Can social scientists and humanities scholars rise to the challenge of reshaping Europe while remaining true to their principles?

January 23, 2014

Europe is in crisis. That is the official premise of an-EU funded research call for the social sciences and the humanities, “Europe in a changing world”. The umbrella organisation is called Horizon 2020, and it will provide nearly €80 billion (£66.5 billion) in “research and innovation” funding between now and 2020. Hard sciences, life sciences and technology will get the lion’s share, of course; but the wee lambs in the social sciences and the humanities are proposed to get up to 17 per cent of the total.
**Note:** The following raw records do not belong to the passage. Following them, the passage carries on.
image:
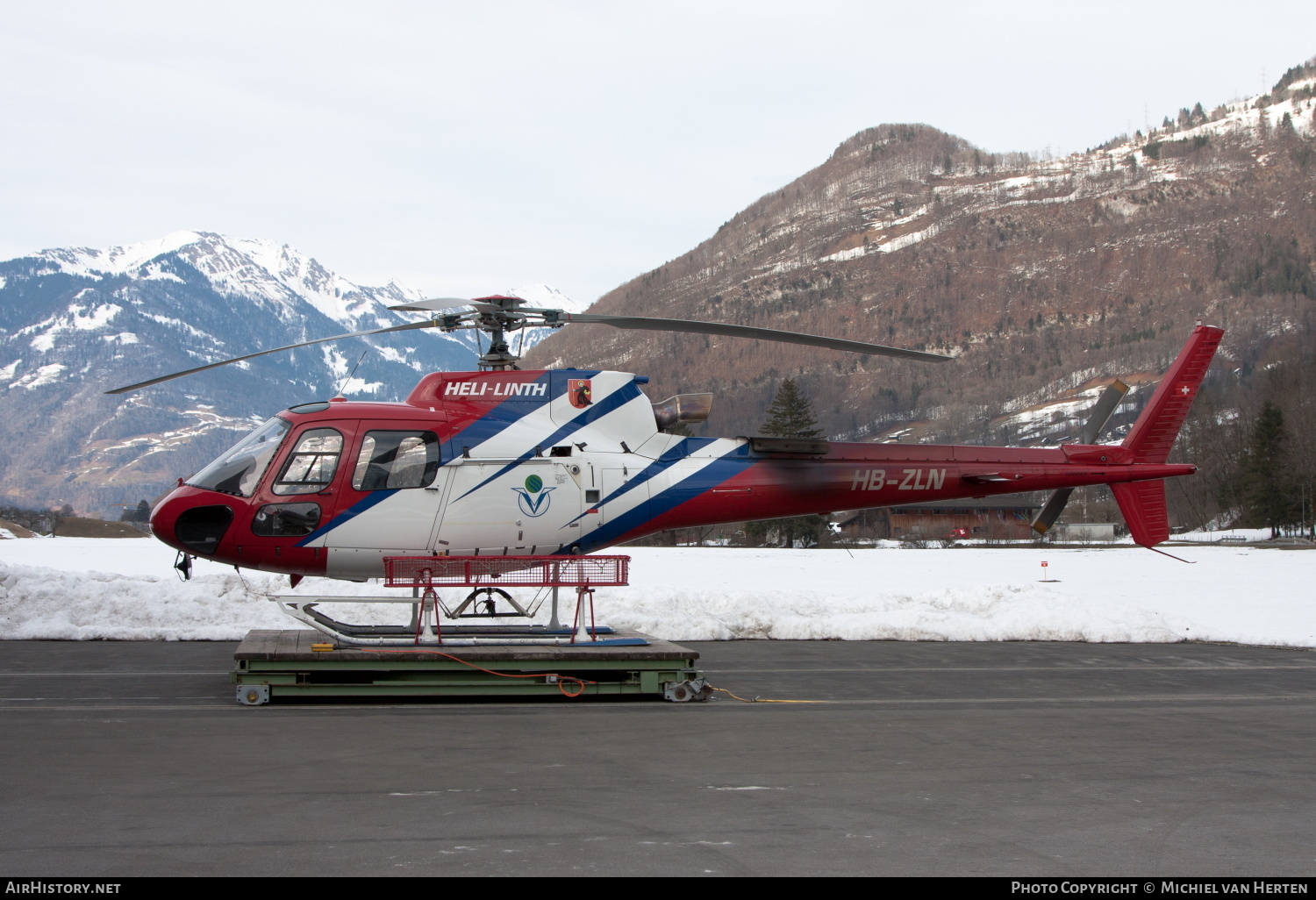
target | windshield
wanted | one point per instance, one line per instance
(241, 468)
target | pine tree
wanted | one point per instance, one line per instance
(1268, 479)
(791, 415)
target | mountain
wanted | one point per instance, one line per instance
(78, 321)
(1044, 278)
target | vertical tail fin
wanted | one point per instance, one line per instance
(1152, 437)
(1142, 504)
(1153, 434)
So a lot of money is involved. A lot of bureaucracy is involved as well. The funding call is extremely complicated.

It is asking social scientists and humanities scholars to come up with nothing less than a solution to the crisis in Europe. The problem begins with economics, of course. Not only is Europe suffering from massive economic inequality between regions – stagnation in many countries and recession conditions in others – but it does not seem to know how to govern itself economically, or how to put itself on a sure footing for “growth”. The funding call is also worried about pessimism and indifference among its constituents, about getting the young off to a good start in life and, perhaps above all, about restoring a sense of hope to the European project.
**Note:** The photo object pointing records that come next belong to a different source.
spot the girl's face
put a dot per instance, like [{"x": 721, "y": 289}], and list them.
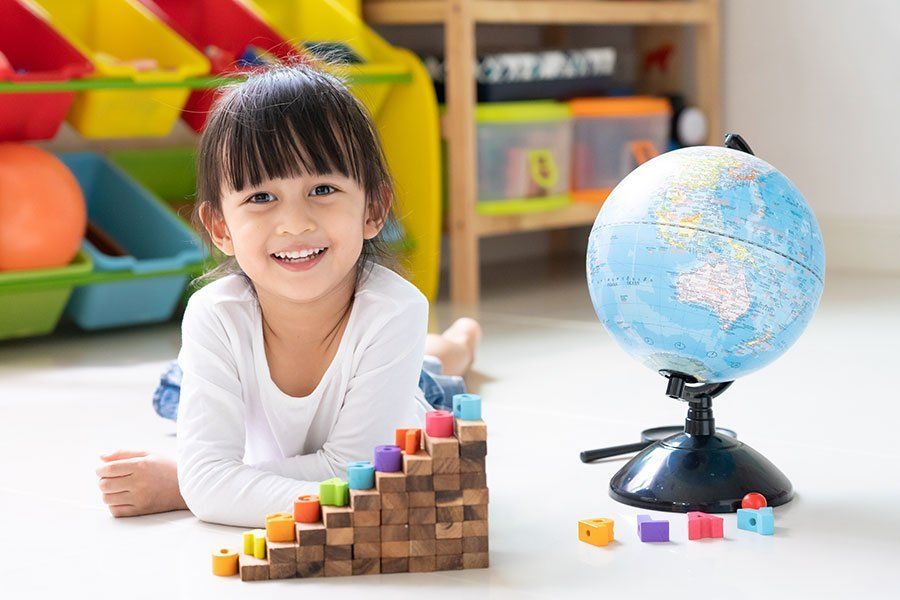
[{"x": 298, "y": 238}]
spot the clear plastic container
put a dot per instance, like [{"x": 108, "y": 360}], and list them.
[
  {"x": 612, "y": 136},
  {"x": 523, "y": 156}
]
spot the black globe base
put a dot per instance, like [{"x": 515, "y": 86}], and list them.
[
  {"x": 708, "y": 473},
  {"x": 698, "y": 469}
]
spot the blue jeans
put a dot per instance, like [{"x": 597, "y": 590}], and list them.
[{"x": 438, "y": 388}]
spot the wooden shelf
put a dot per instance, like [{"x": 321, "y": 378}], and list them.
[{"x": 580, "y": 12}]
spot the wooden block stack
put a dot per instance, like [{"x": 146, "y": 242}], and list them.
[{"x": 431, "y": 515}]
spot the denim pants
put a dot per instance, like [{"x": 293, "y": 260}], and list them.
[{"x": 438, "y": 388}]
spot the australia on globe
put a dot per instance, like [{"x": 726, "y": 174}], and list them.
[{"x": 705, "y": 261}]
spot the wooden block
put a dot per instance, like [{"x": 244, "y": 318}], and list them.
[
  {"x": 472, "y": 465},
  {"x": 338, "y": 568},
  {"x": 253, "y": 569},
  {"x": 422, "y": 515},
  {"x": 394, "y": 533},
  {"x": 395, "y": 500},
  {"x": 365, "y": 500},
  {"x": 422, "y": 564},
  {"x": 420, "y": 483},
  {"x": 282, "y": 570},
  {"x": 451, "y": 546},
  {"x": 390, "y": 482},
  {"x": 476, "y": 512},
  {"x": 397, "y": 516},
  {"x": 422, "y": 548},
  {"x": 448, "y": 514},
  {"x": 421, "y": 499},
  {"x": 367, "y": 518},
  {"x": 448, "y": 562},
  {"x": 441, "y": 447},
  {"x": 367, "y": 566},
  {"x": 475, "y": 496},
  {"x": 443, "y": 483},
  {"x": 475, "y": 560},
  {"x": 282, "y": 552},
  {"x": 367, "y": 534},
  {"x": 468, "y": 481},
  {"x": 398, "y": 549},
  {"x": 475, "y": 528},
  {"x": 336, "y": 517},
  {"x": 449, "y": 498},
  {"x": 443, "y": 531},
  {"x": 367, "y": 550},
  {"x": 311, "y": 534},
  {"x": 470, "y": 431},
  {"x": 394, "y": 565},
  {"x": 339, "y": 537},
  {"x": 417, "y": 464},
  {"x": 473, "y": 450},
  {"x": 311, "y": 569},
  {"x": 421, "y": 532},
  {"x": 310, "y": 554},
  {"x": 442, "y": 466},
  {"x": 473, "y": 544}
]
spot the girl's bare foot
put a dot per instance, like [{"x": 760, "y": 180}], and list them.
[
  {"x": 137, "y": 483},
  {"x": 456, "y": 346}
]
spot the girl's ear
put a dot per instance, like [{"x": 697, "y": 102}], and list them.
[
  {"x": 217, "y": 229},
  {"x": 377, "y": 213}
]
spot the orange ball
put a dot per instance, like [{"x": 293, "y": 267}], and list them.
[{"x": 43, "y": 215}]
It is easy for a scholar to resent the thrust of “Europe in a changing world”. It locks the scholar into a large body of assumptions that the scholar might wish to question. In economic matters, the funding call is locked into a paradigm that uneasily combines neoliberal dogma with the humanitarian aspirations of the welfare state. In cultural matters, it is locked into a model where differences are infinitely to be celebrated, even while, socially and economically, everyone is supposed to behave the same. The idea of “innovation” is elevated to the status of a religious concept, as are “resilience” and “sustainability”.

The type of solutions the project is looking for would seem to be the kind of policy proposals generated by thinktanks, technocrats and political hacks rather than academics. The project assumes that a certain power structure, with certain key personnel, is already in place in Europe and ought to remain that way. It wants a great deal of change, so that Europe will be more resilient and sustainable. But it also wants everything to remain the same. It wants, it seems, not science but advice. And it wants the advice to be nice. I saw no suggestion that researchers ought to look into breaking up the big banks, shutting down tax havens, forgiving the poorer countries their debts, or democratising the European Commission.
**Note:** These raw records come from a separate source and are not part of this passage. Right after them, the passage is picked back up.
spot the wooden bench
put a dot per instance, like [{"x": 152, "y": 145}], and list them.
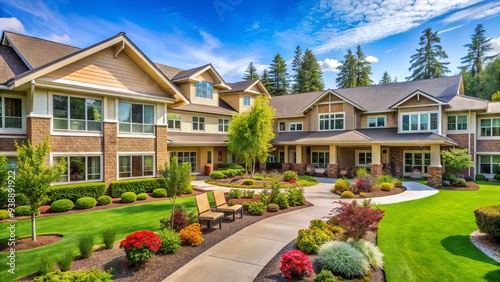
[
  {"x": 221, "y": 204},
  {"x": 204, "y": 211}
]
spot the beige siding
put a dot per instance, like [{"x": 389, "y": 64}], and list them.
[{"x": 104, "y": 69}]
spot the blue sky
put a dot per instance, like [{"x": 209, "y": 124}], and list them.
[{"x": 231, "y": 33}]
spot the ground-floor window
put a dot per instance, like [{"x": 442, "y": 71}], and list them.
[
  {"x": 135, "y": 165},
  {"x": 187, "y": 157},
  {"x": 489, "y": 164},
  {"x": 416, "y": 161},
  {"x": 320, "y": 159},
  {"x": 80, "y": 168}
]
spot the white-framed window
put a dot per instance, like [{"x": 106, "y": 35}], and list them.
[
  {"x": 135, "y": 118},
  {"x": 412, "y": 122},
  {"x": 282, "y": 126},
  {"x": 457, "y": 122},
  {"x": 320, "y": 159},
  {"x": 489, "y": 164},
  {"x": 223, "y": 125},
  {"x": 295, "y": 126},
  {"x": 363, "y": 158},
  {"x": 76, "y": 113},
  {"x": 204, "y": 90},
  {"x": 416, "y": 161},
  {"x": 490, "y": 127},
  {"x": 187, "y": 157},
  {"x": 80, "y": 168},
  {"x": 135, "y": 165},
  {"x": 174, "y": 121},
  {"x": 246, "y": 101},
  {"x": 198, "y": 123},
  {"x": 331, "y": 121},
  {"x": 377, "y": 121}
]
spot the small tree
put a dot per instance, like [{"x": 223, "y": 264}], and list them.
[
  {"x": 457, "y": 159},
  {"x": 33, "y": 177},
  {"x": 177, "y": 180}
]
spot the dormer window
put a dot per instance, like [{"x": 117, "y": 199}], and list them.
[{"x": 204, "y": 90}]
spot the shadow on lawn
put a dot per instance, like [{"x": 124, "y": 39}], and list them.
[{"x": 461, "y": 246}]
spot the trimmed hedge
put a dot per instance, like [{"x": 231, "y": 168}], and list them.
[
  {"x": 74, "y": 192},
  {"x": 143, "y": 185},
  {"x": 62, "y": 205}
]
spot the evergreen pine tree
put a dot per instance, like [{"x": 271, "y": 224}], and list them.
[
  {"x": 425, "y": 63},
  {"x": 278, "y": 76},
  {"x": 347, "y": 71}
]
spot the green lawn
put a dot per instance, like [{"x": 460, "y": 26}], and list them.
[
  {"x": 124, "y": 220},
  {"x": 428, "y": 239}
]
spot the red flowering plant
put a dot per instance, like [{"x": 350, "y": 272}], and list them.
[
  {"x": 296, "y": 264},
  {"x": 140, "y": 246}
]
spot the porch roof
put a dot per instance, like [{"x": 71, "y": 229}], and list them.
[{"x": 387, "y": 136}]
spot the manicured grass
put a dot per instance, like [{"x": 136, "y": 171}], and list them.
[
  {"x": 428, "y": 239},
  {"x": 124, "y": 220}
]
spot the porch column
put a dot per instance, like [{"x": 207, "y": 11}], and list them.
[
  {"x": 332, "y": 168},
  {"x": 376, "y": 166},
  {"x": 435, "y": 170}
]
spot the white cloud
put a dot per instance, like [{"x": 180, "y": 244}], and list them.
[
  {"x": 372, "y": 59},
  {"x": 12, "y": 24},
  {"x": 330, "y": 65}
]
The challenge to intellectuals to try to reshape Europe while remaining true to their principles will nevertheless prove, I hope, to be irresistible. For years, academics have been whining about injustices and dysfunctions within Europe while business leaders and politicians have been making policy and leading us into, well, a crisis. Now academics, working on their own terms, independently, are being asked to come up with solutions. Maybe it’s time for us to stop whining.